This week, I will analyze Car Fuel Economy dataset from TidyTuesday.
What is TidyTuesday? TidyTuesday is a weekly social data project in R organized by the R for Data Science community.
It is a great way of improving your Data wrangling and visualization techniques, sharing and learning from others.
You can find more information on their github.
Fuel economy data are the result of the work done by the US Environmental Protection Agency.
It is hard to understand your data by looking at the numbers on a csv file. You need to plot it. And adding statistics to your plots will make it more informative.
To evaluate data, we typically use mean and median to define its central tendency and range, quartiles, variance and standard deviation to define how spread it is.

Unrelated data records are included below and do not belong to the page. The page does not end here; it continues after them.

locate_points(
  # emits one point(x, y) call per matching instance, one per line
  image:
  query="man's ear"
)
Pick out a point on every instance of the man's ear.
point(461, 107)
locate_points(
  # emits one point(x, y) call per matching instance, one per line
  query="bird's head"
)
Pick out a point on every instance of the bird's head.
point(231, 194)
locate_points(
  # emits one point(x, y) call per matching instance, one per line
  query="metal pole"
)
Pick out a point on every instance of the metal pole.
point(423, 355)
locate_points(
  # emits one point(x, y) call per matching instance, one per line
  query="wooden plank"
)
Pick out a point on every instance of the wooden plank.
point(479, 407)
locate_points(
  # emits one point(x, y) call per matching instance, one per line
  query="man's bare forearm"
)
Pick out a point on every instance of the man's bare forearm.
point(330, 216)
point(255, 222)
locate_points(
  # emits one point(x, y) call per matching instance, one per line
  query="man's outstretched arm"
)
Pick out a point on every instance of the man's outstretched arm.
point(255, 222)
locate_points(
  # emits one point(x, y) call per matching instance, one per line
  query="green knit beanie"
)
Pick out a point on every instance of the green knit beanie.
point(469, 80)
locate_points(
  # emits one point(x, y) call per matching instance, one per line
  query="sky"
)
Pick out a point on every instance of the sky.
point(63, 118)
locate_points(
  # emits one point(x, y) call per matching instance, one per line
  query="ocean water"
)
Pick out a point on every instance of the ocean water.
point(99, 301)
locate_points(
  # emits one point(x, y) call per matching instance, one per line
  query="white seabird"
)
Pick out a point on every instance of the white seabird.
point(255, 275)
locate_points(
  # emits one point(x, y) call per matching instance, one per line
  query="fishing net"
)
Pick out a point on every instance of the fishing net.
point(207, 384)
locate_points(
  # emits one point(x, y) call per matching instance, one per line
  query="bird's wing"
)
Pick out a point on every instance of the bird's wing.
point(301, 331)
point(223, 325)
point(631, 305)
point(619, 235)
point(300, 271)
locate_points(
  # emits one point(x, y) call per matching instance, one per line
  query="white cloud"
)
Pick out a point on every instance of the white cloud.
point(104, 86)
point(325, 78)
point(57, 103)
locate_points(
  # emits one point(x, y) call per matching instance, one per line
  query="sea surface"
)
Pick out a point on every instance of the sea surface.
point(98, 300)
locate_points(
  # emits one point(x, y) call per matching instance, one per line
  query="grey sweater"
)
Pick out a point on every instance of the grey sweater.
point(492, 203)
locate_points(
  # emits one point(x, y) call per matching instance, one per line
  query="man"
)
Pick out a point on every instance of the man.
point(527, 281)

Mean and standard deviation is a good representation of the data if we don’t have extreme values that result in a skewed distribution.
ggplot2 is a powerful data visualization tool of R. Make quick visualizations to explore or share your insights.
Learning how aesthetics and attributes are defined in ggplot will give you an edge to develop your skills quickly.
ggplot2 tips: distinction between aesthetics and attributes Aesthetics are defined inside aes() in ggplot syntax and attributes are outside the aes().
e.g. ggplot(data, aes(x, y, color=var1) + geom_point(size=6)
We typically understand aesthetics as how something looks, color, size etc.